Peter McGlynn

Personal information
- Full name: Peter Fergus McGlynn
- Date of birth: 2 May 1989 (age 36)
- Place of birth: Dublin, Ireland
- Height: 5 ft 11 in (1.80 m)
- Position(s): Full back

Youth career
- 1997–2000: Skerries Town
- 2000–2008: Shelbourne

College career
- Years: Team / Apps / (Gls)
- 2008–2012: UC Santa Barbara Gauchos / 77 / (2)

Senior career*
- Years: Team / Apps / (Gls)
- 2012: Ventura County Fusion / 9 / (0)
- 2013: San Jose Earthquakes / 0 / (0)
- 2014: Drogheda United / 9 / (1)
- 2015: Bray Wanderers / 23 / (3)
- 2016: Longford Town / 23 / (2)
- 2017: Sacramento Republic / 7 / (0)

= Peter McGlynn =

Irish footballer

Peter Fergus McGlynn (born 2 May 1989) is an Irish footballer. Besides the Republic of Ireland, he has played in the United States.

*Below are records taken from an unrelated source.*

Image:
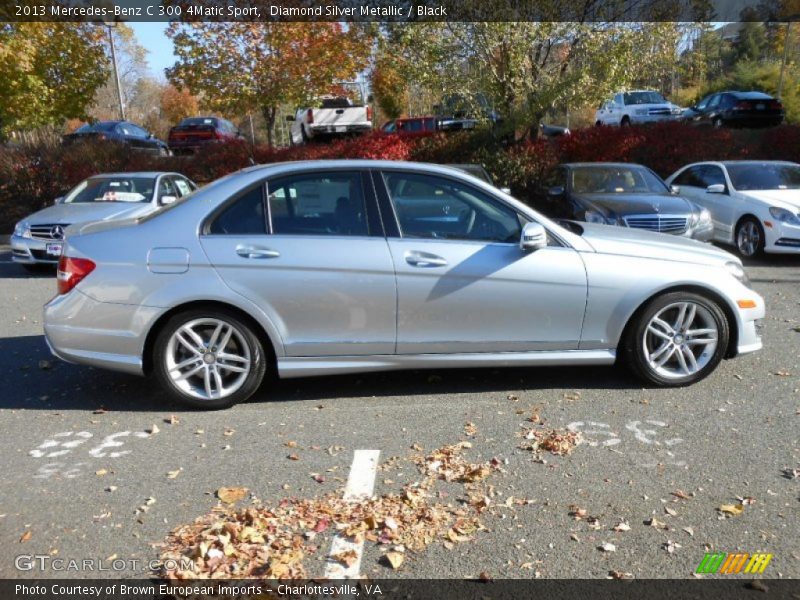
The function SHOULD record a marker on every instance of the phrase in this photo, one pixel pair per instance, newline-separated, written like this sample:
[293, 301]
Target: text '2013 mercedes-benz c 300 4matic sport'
[315, 268]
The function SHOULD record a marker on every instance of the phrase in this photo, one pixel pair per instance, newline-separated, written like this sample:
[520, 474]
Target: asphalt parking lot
[84, 450]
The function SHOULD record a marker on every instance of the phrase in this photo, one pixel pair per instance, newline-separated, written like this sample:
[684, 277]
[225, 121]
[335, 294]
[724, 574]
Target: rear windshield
[765, 176]
[121, 189]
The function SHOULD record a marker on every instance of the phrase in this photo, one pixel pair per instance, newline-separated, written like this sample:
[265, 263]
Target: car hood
[638, 204]
[610, 239]
[782, 198]
[88, 212]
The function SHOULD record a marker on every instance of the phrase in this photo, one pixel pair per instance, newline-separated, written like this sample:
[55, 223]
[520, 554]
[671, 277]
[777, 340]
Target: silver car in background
[315, 268]
[39, 238]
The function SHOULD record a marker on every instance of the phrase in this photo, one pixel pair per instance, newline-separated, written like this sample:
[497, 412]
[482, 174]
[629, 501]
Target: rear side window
[244, 216]
[318, 204]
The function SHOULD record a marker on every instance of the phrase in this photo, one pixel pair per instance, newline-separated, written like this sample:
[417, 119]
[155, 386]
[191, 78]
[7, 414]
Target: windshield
[107, 126]
[615, 180]
[198, 122]
[765, 176]
[118, 189]
[644, 98]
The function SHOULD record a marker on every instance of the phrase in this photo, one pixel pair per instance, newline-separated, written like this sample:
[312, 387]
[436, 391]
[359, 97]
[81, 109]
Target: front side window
[438, 208]
[691, 177]
[318, 204]
[121, 189]
[243, 216]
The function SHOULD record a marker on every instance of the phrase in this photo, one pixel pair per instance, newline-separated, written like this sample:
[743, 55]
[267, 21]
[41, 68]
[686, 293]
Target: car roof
[602, 164]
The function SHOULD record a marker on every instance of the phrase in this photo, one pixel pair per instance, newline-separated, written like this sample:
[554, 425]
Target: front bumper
[31, 251]
[782, 238]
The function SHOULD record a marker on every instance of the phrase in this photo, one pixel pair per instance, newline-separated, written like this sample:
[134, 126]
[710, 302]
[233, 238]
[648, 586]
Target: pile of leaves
[261, 542]
[560, 442]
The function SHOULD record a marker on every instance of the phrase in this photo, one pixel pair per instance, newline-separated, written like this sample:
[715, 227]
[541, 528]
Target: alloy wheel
[208, 358]
[680, 340]
[748, 238]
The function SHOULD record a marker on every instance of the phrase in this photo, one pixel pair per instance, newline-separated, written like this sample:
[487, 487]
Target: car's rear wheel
[749, 237]
[677, 339]
[208, 359]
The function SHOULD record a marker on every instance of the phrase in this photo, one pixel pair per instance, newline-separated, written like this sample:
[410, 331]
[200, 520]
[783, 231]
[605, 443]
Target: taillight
[71, 272]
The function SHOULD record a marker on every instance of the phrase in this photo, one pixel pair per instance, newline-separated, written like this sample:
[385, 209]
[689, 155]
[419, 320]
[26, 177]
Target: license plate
[54, 249]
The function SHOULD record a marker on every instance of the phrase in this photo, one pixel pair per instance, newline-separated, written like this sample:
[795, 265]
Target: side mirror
[534, 237]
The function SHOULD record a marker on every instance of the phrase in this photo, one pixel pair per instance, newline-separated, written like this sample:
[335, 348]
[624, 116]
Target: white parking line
[360, 485]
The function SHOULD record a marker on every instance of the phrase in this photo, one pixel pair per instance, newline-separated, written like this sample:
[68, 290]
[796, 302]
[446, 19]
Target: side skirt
[294, 366]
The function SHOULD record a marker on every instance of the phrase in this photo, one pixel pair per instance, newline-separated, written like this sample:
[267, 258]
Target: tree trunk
[269, 113]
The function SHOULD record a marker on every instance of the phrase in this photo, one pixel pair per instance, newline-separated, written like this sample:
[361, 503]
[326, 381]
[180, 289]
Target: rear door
[309, 249]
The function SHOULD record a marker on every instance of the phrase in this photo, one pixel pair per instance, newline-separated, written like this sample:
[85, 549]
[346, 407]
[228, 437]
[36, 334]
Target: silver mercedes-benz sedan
[314, 268]
[39, 238]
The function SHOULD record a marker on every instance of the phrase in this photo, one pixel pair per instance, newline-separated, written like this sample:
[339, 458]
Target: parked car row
[189, 135]
[39, 238]
[727, 108]
[752, 205]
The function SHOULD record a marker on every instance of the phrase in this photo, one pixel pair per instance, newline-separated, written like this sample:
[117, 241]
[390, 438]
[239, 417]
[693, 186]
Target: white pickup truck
[335, 115]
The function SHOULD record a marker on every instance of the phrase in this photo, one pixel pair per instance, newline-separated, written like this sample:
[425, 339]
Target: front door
[464, 284]
[312, 259]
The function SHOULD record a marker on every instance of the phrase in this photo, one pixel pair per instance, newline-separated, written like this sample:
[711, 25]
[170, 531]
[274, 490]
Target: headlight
[594, 217]
[784, 216]
[737, 270]
[22, 229]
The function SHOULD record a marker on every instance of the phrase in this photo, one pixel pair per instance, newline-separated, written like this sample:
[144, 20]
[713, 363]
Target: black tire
[749, 237]
[255, 349]
[633, 350]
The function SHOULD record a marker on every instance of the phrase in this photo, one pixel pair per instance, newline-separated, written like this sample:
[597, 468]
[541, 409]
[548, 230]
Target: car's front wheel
[677, 339]
[208, 359]
[749, 237]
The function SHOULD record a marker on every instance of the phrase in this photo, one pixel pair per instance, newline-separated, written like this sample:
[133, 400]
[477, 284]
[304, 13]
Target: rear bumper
[81, 330]
[31, 251]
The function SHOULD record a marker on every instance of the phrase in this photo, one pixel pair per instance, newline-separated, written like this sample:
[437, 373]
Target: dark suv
[193, 132]
[736, 109]
[125, 132]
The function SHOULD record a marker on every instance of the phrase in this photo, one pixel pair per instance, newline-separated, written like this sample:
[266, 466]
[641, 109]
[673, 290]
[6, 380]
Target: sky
[159, 47]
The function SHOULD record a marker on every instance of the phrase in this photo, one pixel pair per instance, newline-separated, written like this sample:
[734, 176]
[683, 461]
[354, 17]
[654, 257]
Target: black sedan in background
[621, 194]
[736, 109]
[124, 132]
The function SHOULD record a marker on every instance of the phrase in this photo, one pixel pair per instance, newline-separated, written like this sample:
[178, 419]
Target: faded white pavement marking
[360, 485]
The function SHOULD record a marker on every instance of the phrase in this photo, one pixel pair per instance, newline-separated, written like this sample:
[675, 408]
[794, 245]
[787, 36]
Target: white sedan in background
[755, 205]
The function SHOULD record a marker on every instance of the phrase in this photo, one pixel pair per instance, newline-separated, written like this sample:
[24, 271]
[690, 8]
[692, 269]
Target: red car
[194, 132]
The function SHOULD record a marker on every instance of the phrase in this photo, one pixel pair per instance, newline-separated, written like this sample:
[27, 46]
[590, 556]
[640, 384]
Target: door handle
[256, 252]
[424, 259]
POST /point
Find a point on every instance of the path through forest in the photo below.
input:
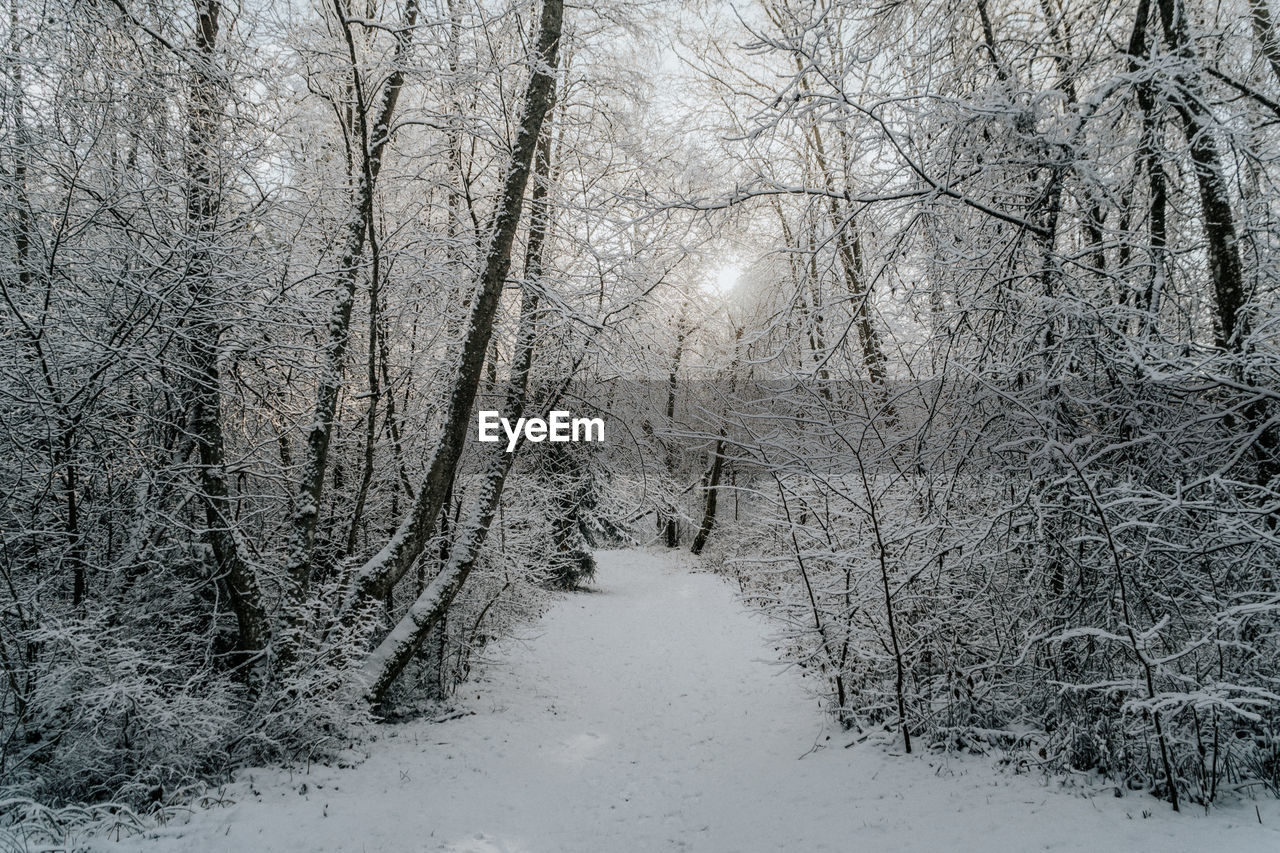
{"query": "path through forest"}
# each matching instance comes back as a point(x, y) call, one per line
point(649, 716)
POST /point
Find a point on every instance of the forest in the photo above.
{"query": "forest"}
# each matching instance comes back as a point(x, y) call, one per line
point(949, 334)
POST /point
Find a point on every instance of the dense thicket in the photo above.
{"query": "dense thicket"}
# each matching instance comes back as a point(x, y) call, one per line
point(256, 263)
point(1018, 454)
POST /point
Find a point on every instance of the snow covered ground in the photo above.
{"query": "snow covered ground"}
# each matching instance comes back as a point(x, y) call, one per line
point(652, 716)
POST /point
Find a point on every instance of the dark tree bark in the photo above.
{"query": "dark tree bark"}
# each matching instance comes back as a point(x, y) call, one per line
point(389, 565)
point(206, 329)
point(360, 224)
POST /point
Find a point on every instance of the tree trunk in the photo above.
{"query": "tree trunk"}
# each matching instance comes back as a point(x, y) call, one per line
point(391, 564)
point(360, 224)
point(206, 328)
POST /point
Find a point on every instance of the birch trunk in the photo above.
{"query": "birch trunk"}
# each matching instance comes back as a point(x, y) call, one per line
point(415, 530)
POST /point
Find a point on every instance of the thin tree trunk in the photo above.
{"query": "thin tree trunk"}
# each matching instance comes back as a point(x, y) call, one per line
point(414, 532)
point(704, 529)
point(1264, 28)
point(206, 328)
point(1221, 238)
point(360, 224)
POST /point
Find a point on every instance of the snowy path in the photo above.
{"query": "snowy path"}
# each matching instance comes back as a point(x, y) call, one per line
point(647, 717)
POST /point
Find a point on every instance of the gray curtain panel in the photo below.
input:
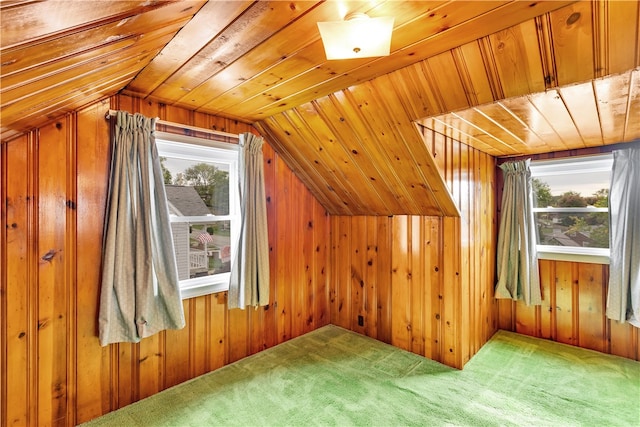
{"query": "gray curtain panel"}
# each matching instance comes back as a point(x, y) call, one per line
point(623, 295)
point(517, 262)
point(249, 284)
point(140, 294)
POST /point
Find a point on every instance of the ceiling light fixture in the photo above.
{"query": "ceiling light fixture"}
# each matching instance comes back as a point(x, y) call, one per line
point(358, 36)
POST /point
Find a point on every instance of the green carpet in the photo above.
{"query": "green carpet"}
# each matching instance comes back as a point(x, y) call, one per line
point(335, 377)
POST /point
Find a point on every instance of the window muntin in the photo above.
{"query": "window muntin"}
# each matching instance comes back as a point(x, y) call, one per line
point(201, 184)
point(571, 207)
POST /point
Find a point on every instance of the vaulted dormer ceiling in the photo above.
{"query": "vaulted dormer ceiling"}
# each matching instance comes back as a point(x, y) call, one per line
point(507, 77)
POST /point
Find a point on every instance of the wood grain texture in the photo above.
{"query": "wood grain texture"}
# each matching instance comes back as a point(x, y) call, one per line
point(55, 372)
point(573, 296)
point(572, 311)
point(433, 284)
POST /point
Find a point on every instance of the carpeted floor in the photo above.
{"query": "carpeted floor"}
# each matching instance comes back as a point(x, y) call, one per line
point(335, 377)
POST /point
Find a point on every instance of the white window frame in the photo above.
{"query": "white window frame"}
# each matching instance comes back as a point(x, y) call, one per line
point(197, 149)
point(568, 166)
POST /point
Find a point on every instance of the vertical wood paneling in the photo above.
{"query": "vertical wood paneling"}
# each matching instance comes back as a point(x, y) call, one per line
point(434, 280)
point(17, 335)
point(573, 310)
point(54, 371)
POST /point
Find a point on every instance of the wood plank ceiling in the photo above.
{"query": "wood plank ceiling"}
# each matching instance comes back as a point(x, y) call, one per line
point(506, 77)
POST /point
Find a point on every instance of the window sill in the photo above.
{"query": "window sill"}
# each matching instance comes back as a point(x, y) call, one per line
point(574, 254)
point(204, 285)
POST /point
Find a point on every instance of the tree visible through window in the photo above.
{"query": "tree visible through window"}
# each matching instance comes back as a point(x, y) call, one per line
point(571, 202)
point(203, 207)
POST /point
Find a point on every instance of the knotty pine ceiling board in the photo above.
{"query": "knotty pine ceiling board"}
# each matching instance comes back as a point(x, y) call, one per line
point(632, 127)
point(580, 102)
point(612, 95)
point(518, 60)
point(210, 20)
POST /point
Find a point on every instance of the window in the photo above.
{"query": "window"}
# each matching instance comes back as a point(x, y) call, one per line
point(571, 207)
point(201, 179)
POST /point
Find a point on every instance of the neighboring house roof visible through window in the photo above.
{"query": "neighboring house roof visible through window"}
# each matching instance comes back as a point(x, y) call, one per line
point(185, 201)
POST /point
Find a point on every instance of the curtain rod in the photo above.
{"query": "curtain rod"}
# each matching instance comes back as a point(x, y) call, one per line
point(181, 126)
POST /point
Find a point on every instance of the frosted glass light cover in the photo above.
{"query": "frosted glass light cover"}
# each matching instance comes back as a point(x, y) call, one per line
point(357, 38)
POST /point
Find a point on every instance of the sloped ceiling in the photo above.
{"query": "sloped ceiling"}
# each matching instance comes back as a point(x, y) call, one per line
point(564, 72)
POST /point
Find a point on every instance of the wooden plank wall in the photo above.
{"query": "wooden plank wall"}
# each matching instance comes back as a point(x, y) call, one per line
point(574, 298)
point(53, 370)
point(423, 283)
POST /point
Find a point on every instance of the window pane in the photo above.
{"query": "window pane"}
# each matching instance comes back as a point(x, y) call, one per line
point(581, 229)
point(572, 183)
point(189, 180)
point(202, 249)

==Early life and education==
McGlynn played five years of college soccer at the University of California, Santa Barbara between 2008 and 2012, including a redshirted year in 2011 due to a season-ending injury. During a match against UC Davis Aggies in 2012, McGlynn was arrested and escorted from the field in handcuffs after he had assaulted the referee.

==Playing career==
While at college McGlynn appeared for Premier Development League side Ventura County Fusion in 2012.

On 22 January 2013 McGlynn was selected in the fourth round (72nd overall) of the 2012 MLS Supplemental Draft by San Jose Earthquakes. He signed with San Jose on 15 February 2013.

Following his release by San Jose at the end of the 2013 season, McGlynn returned to Ireland and spent time with Drogheda United, Bray Wanderers and Longford Town. McGlynn again headed to the United States on 16 November 2016, when he signed for United Soccer League side Sacramento Republic.